Overall, this pilot study provides evidence that FMT would be a safe treatment for microbial dysbiosis in individuals with HIV infection and might potentially have beneficial effects on the immune dysfunction associated with chronic infection. One caveat of this small pilot study was our inability to include ABX-only, FMT-only, and no-treatment control groups. Without results for these control groups, we are unable to assess the relative contribution of ABX and FMT treatment to the reported observations. Although the changes observed after ABX but before FMT are logically attributable to ABX, a larger follow-up study that includes these control groups should be performed to confirm these findings. This will be particularly important to further understand how ABX and FMT treatment may have differentially contributed to the transient weight loss and increase in sCD14 levels observed in this study.
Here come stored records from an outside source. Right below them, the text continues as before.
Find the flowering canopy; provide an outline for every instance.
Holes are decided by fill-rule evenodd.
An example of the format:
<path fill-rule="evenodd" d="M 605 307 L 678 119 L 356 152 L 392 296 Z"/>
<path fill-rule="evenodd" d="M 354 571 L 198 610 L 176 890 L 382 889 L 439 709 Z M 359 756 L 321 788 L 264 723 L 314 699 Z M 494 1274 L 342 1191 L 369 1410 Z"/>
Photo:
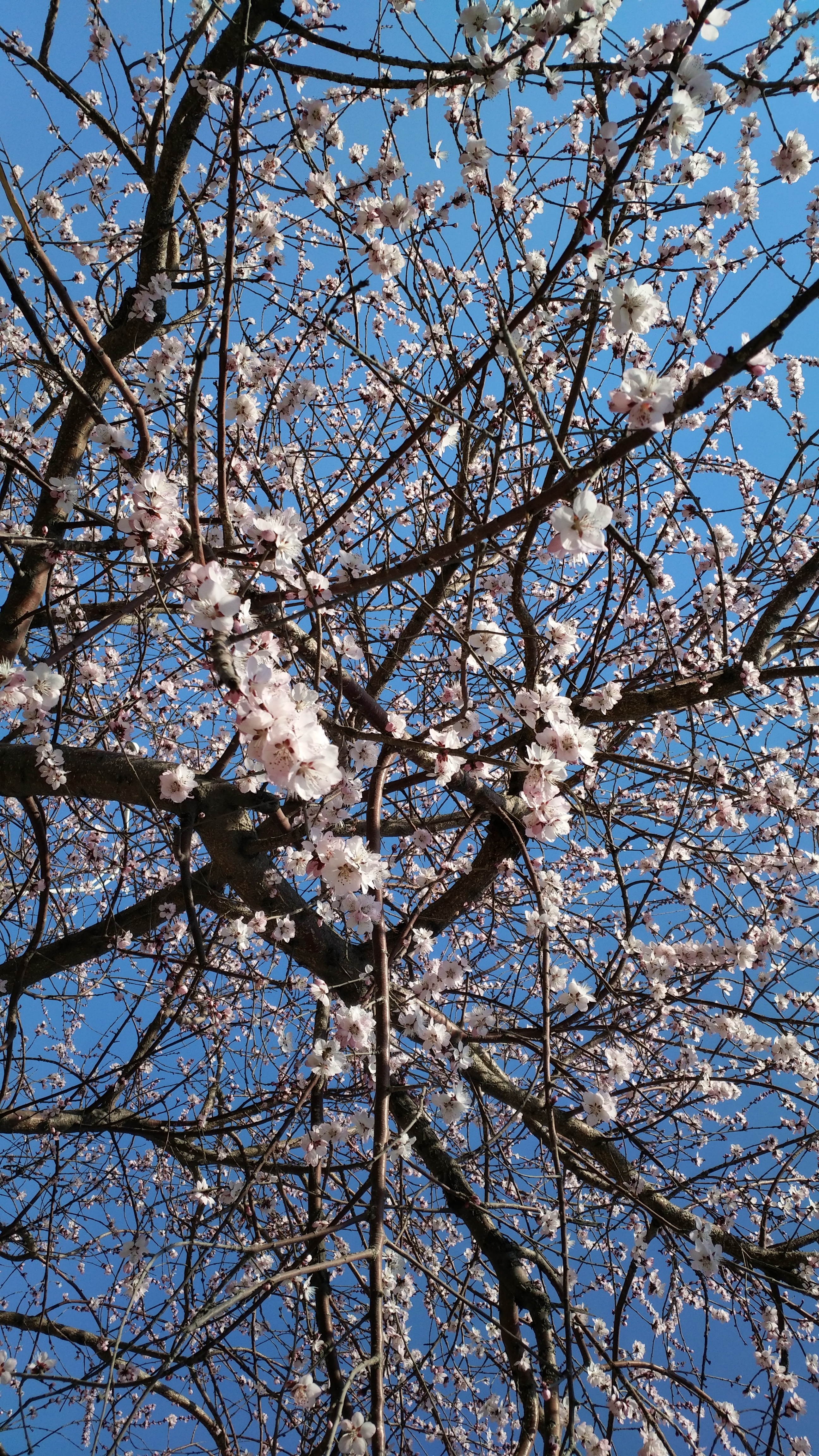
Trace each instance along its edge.
<path fill-rule="evenodd" d="M 818 15 L 644 9 L 0 28 L 4 1449 L 809 1456 Z"/>

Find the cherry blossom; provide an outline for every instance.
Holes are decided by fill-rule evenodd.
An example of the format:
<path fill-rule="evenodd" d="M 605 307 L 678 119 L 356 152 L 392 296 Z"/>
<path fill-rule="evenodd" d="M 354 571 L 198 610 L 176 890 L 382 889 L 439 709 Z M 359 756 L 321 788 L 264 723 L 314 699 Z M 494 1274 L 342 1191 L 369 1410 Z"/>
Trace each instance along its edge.
<path fill-rule="evenodd" d="M 159 776 L 159 792 L 163 799 L 171 799 L 173 804 L 182 804 L 185 799 L 192 796 L 192 789 L 195 788 L 197 776 L 192 769 L 187 764 L 179 763 L 175 769 L 166 769 L 165 773 Z"/>
<path fill-rule="evenodd" d="M 338 1449 L 341 1456 L 367 1456 L 369 1444 L 376 1434 L 376 1428 L 372 1421 L 366 1421 L 360 1411 L 356 1411 L 348 1420 L 340 1421 L 341 1436 L 338 1437 Z"/>

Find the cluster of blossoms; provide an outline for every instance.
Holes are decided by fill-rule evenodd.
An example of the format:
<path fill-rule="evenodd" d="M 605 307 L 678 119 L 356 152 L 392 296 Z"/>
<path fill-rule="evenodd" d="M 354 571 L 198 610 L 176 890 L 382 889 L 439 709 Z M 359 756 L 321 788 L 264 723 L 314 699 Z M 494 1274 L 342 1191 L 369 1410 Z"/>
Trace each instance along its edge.
<path fill-rule="evenodd" d="M 654 370 L 627 368 L 622 384 L 609 395 L 609 408 L 628 416 L 628 430 L 660 431 L 673 408 L 675 387 L 673 379 L 660 379 Z"/>
<path fill-rule="evenodd" d="M 165 470 L 143 470 L 130 482 L 128 545 L 137 552 L 169 555 L 182 539 L 179 485 Z M 138 559 L 138 558 L 137 558 Z"/>
<path fill-rule="evenodd" d="M 184 585 L 194 604 L 192 625 L 200 632 L 227 635 L 246 632 L 254 625 L 249 603 L 242 601 L 233 590 L 233 572 L 219 562 L 188 566 Z"/>
<path fill-rule="evenodd" d="M 523 798 L 532 812 L 525 824 L 532 839 L 551 843 L 567 834 L 570 824 L 568 802 L 557 785 L 565 779 L 568 764 L 593 761 L 597 734 L 577 721 L 554 681 L 519 692 L 514 709 L 530 728 L 542 725 L 526 748 Z"/>
<path fill-rule="evenodd" d="M 160 347 L 149 354 L 144 361 L 144 371 L 149 379 L 144 396 L 152 403 L 168 399 L 168 376 L 179 368 L 184 354 L 185 345 L 173 333 L 166 333 Z"/>
<path fill-rule="evenodd" d="M 157 304 L 165 304 L 172 287 L 168 274 L 153 274 L 146 284 L 134 291 L 131 319 L 144 319 L 146 323 L 153 323 Z"/>
<path fill-rule="evenodd" d="M 321 799 L 341 780 L 338 748 L 319 724 L 316 695 L 265 654 L 245 662 L 236 729 L 268 782 L 299 799 Z"/>
<path fill-rule="evenodd" d="M 197 36 L 185 48 L 179 15 L 160 16 L 168 54 L 146 54 L 146 76 L 128 64 L 125 108 L 109 102 L 121 41 L 93 7 L 101 89 L 74 79 L 57 106 L 68 99 L 68 122 L 79 108 L 109 150 L 60 173 L 61 159 L 28 189 L 44 249 L 93 282 L 70 314 L 50 296 L 39 316 L 66 368 L 79 367 L 79 310 L 130 387 L 140 380 L 140 480 L 121 469 L 137 447 L 114 383 L 90 412 L 68 374 L 55 392 L 29 319 L 32 258 L 17 220 L 0 223 L 15 280 L 0 304 L 15 581 L 0 708 L 16 715 L 3 761 L 39 773 L 20 804 L 6 782 L 4 974 L 15 994 L 26 983 L 6 1057 L 20 1095 L 35 1089 L 22 1136 L 45 1158 L 42 1175 L 28 1152 L 4 1168 L 0 1191 L 25 1174 L 10 1197 L 26 1227 L 57 1230 L 39 1246 L 48 1278 L 98 1255 L 111 1299 L 128 1302 L 138 1341 L 133 1363 L 118 1357 L 117 1399 L 163 1402 L 146 1436 L 128 1427 L 134 1447 L 157 1444 L 152 1421 L 182 1420 L 152 1372 L 171 1395 L 185 1388 L 169 1353 L 194 1319 L 213 1347 L 203 1406 L 223 1402 L 226 1428 L 259 1450 L 273 1430 L 281 1450 L 319 1450 L 334 1425 L 342 1456 L 367 1456 L 370 1379 L 388 1446 L 513 1449 L 530 1409 L 516 1393 L 533 1382 L 546 1447 L 663 1456 L 669 1441 L 698 1453 L 721 1440 L 809 1456 L 783 1423 L 806 1409 L 800 1382 L 809 1399 L 819 1389 L 819 1358 L 788 1354 L 813 1338 L 819 1270 L 819 855 L 806 847 L 819 831 L 819 361 L 796 332 L 819 202 L 807 185 L 769 185 L 804 183 L 813 165 L 778 115 L 783 98 L 788 115 L 800 92 L 819 98 L 807 22 L 785 0 L 745 61 L 711 74 L 697 44 L 710 50 L 730 16 L 704 15 L 705 0 L 647 16 L 631 41 L 618 0 L 475 0 L 452 9 L 439 71 L 415 3 L 392 0 L 401 66 L 363 35 L 338 42 L 324 0 L 294 0 L 284 32 L 262 6 L 233 84 L 243 7 L 189 0 Z M 25 68 L 26 51 L 3 54 Z M 299 74 L 262 112 L 283 99 L 286 54 Z M 376 93 L 380 140 L 367 112 L 358 122 Z M 418 185 L 399 156 L 411 112 L 434 169 Z M 348 147 L 350 167 L 331 154 L 340 121 L 369 140 Z M 764 215 L 774 197 L 806 204 L 793 227 Z M 765 309 L 774 280 L 784 296 L 771 288 Z M 740 371 L 742 325 L 778 339 L 768 325 L 788 298 L 794 352 L 755 344 Z M 114 348 L 125 336 L 141 341 L 131 357 Z M 753 463 L 736 438 L 746 415 L 768 427 Z M 47 523 L 34 549 L 32 518 Z M 146 569 L 150 553 L 166 559 Z M 210 673 L 192 670 L 203 662 Z M 379 852 L 364 833 L 376 766 Z M 224 801 L 264 821 L 252 842 L 222 831 Z M 172 818 L 192 828 L 191 879 Z M 61 974 L 35 983 L 44 957 Z M 86 1016 L 89 989 L 111 1016 Z M 111 1128 L 87 1140 L 89 1098 L 111 1104 L 111 1128 L 122 1111 L 133 1156 L 109 1158 Z M 159 1104 L 162 1137 L 146 1112 Z M 211 1182 L 191 1176 L 192 1146 Z M 118 1268 L 92 1175 L 140 1230 L 108 1217 Z M 383 1254 L 358 1264 L 376 1219 Z M 513 1249 L 516 1280 L 538 1281 L 539 1239 L 560 1239 L 552 1284 L 571 1291 L 565 1310 L 549 1296 L 558 1389 L 539 1286 L 520 1299 L 538 1340 L 523 1331 L 509 1369 L 494 1287 Z M 28 1310 L 38 1265 L 19 1248 L 9 1303 Z M 369 1302 L 364 1271 L 379 1265 Z M 85 1303 L 80 1280 L 67 1287 L 80 1334 L 105 1328 L 105 1284 L 95 1275 Z M 708 1322 L 730 1316 L 748 1331 L 745 1395 L 751 1380 L 771 1395 L 742 1412 L 713 1398 L 724 1390 L 701 1358 Z M 245 1383 L 233 1340 L 248 1318 Z M 367 1322 L 383 1335 L 377 1367 L 360 1363 Z M 568 1358 L 574 1335 L 583 1361 Z M 0 1385 L 41 1377 L 26 1421 L 54 1399 L 52 1361 L 23 1370 L 29 1354 L 0 1356 Z M 83 1337 L 76 1393 L 60 1393 L 89 1447 L 101 1354 Z M 198 1440 L 213 1444 L 213 1423 Z"/>

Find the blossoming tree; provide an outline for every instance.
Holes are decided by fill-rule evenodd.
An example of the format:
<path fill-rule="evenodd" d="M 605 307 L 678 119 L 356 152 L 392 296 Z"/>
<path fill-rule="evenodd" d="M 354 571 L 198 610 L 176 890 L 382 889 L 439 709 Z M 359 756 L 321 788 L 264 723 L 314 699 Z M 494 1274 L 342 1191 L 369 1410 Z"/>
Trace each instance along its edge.
<path fill-rule="evenodd" d="M 41 12 L 3 1449 L 806 1456 L 819 12 Z"/>

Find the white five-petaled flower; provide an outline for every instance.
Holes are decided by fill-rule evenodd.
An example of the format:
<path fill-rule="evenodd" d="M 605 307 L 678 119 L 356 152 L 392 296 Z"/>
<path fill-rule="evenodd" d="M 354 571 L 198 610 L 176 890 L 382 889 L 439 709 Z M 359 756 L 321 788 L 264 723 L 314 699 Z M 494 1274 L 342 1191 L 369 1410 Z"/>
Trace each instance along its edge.
<path fill-rule="evenodd" d="M 616 284 L 609 294 L 612 306 L 612 329 L 621 336 L 625 333 L 647 333 L 660 322 L 663 301 L 651 288 L 650 282 L 635 282 L 627 278 L 624 284 Z"/>
<path fill-rule="evenodd" d="M 667 149 L 672 157 L 679 157 L 694 131 L 702 131 L 705 112 L 682 86 L 675 86 L 667 114 Z"/>
<path fill-rule="evenodd" d="M 187 764 L 179 763 L 173 769 L 166 769 L 165 773 L 159 776 L 159 794 L 163 799 L 172 799 L 173 804 L 182 804 L 185 799 L 191 798 L 191 791 L 195 788 L 197 776 L 192 769 Z"/>
<path fill-rule="evenodd" d="M 497 35 L 501 26 L 500 15 L 494 15 L 487 0 L 477 0 L 466 6 L 458 20 L 463 35 L 472 41 L 485 41 L 487 35 Z"/>
<path fill-rule="evenodd" d="M 494 622 L 475 622 L 469 633 L 469 648 L 475 657 L 493 667 L 506 652 L 506 636 Z"/>
<path fill-rule="evenodd" d="M 611 1092 L 602 1088 L 587 1089 L 583 1093 L 583 1111 L 589 1127 L 599 1127 L 600 1123 L 614 1123 L 616 1118 L 616 1102 Z"/>
<path fill-rule="evenodd" d="M 322 1077 L 338 1077 L 347 1067 L 347 1057 L 338 1042 L 322 1041 L 321 1038 L 315 1042 L 313 1050 L 307 1053 L 305 1061 L 310 1072 L 316 1072 Z"/>
<path fill-rule="evenodd" d="M 324 1386 L 316 1385 L 309 1370 L 296 1377 L 290 1388 L 290 1395 L 300 1411 L 310 1411 L 321 1401 Z"/>
<path fill-rule="evenodd" d="M 376 1434 L 376 1428 L 372 1421 L 366 1421 L 360 1411 L 356 1411 L 350 1420 L 340 1423 L 341 1436 L 338 1437 L 338 1450 L 341 1456 L 367 1456 L 367 1447 Z"/>
<path fill-rule="evenodd" d="M 611 524 L 611 505 L 597 501 L 593 491 L 579 491 L 571 505 L 558 505 L 552 511 L 554 539 L 549 550 L 554 556 L 584 556 L 602 550 L 603 531 Z"/>
<path fill-rule="evenodd" d="M 469 1093 L 463 1082 L 456 1082 L 452 1092 L 433 1092 L 430 1102 L 437 1109 L 442 1123 L 452 1127 L 469 1108 Z"/>
<path fill-rule="evenodd" d="M 720 1261 L 723 1258 L 723 1248 L 720 1243 L 714 1243 L 711 1233 L 707 1230 L 692 1235 L 694 1239 L 694 1254 L 691 1255 L 691 1264 L 700 1274 L 705 1277 L 713 1277 L 720 1270 Z"/>
<path fill-rule="evenodd" d="M 236 395 L 224 402 L 224 418 L 235 419 L 238 425 L 255 425 L 261 418 L 261 409 L 254 395 Z"/>
<path fill-rule="evenodd" d="M 673 405 L 673 379 L 660 379 L 650 368 L 627 368 L 619 389 L 609 395 L 609 409 L 628 415 L 628 430 L 665 430 Z"/>
<path fill-rule="evenodd" d="M 586 1012 L 589 1006 L 595 1005 L 595 997 L 592 992 L 581 986 L 580 981 L 571 980 L 564 992 L 558 996 L 558 1006 L 565 1006 L 568 1012 Z"/>
<path fill-rule="evenodd" d="M 781 147 L 771 157 L 783 182 L 799 182 L 800 178 L 807 176 L 812 160 L 813 153 L 802 131 L 788 131 Z"/>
Future FMT studies with macaques could also consider the use of prescreening of potential macaque donors to identify donor feces with a high microbial diversity or enriched for beneficial bacterial communities, the use of a combination of probiotics and fecal material, or the use of fecal material from healthy humans to better represent the human microbiota. Additionally, a recent report demonstrated that altering the microbiome with antibiotic treatment with a luminal antibiotic (rifaximin) together with an anti-inflammatory drug (sulfasalazine) during acute SIV infection resulted in beneficial reductions in immune activation and microbial translocation, while treatment during chronic infection had no discernible effect (
49). This suggests that future studies assessing the benefits of FMT in lentiviral infection may result in increased benefits if it is administered during the acute phase of infection. Finally, while future preclinical studies are of interest to determine the mechanisms underlying the decreased inflammation and enhanced cellular effects of FMT, ultimately, clinical trials with HIV-infected individuals would be most informative as to the beneficial effects of FMT for the treatment of HIV-associated microbial dysbiosis. Importantly, the pilot studies described here provide evidence that FMT in immunodeficient primates infected with lentivirus did not have negative side effects but had overall positive effects, suggesting that clinical trials may be safe and efficacious.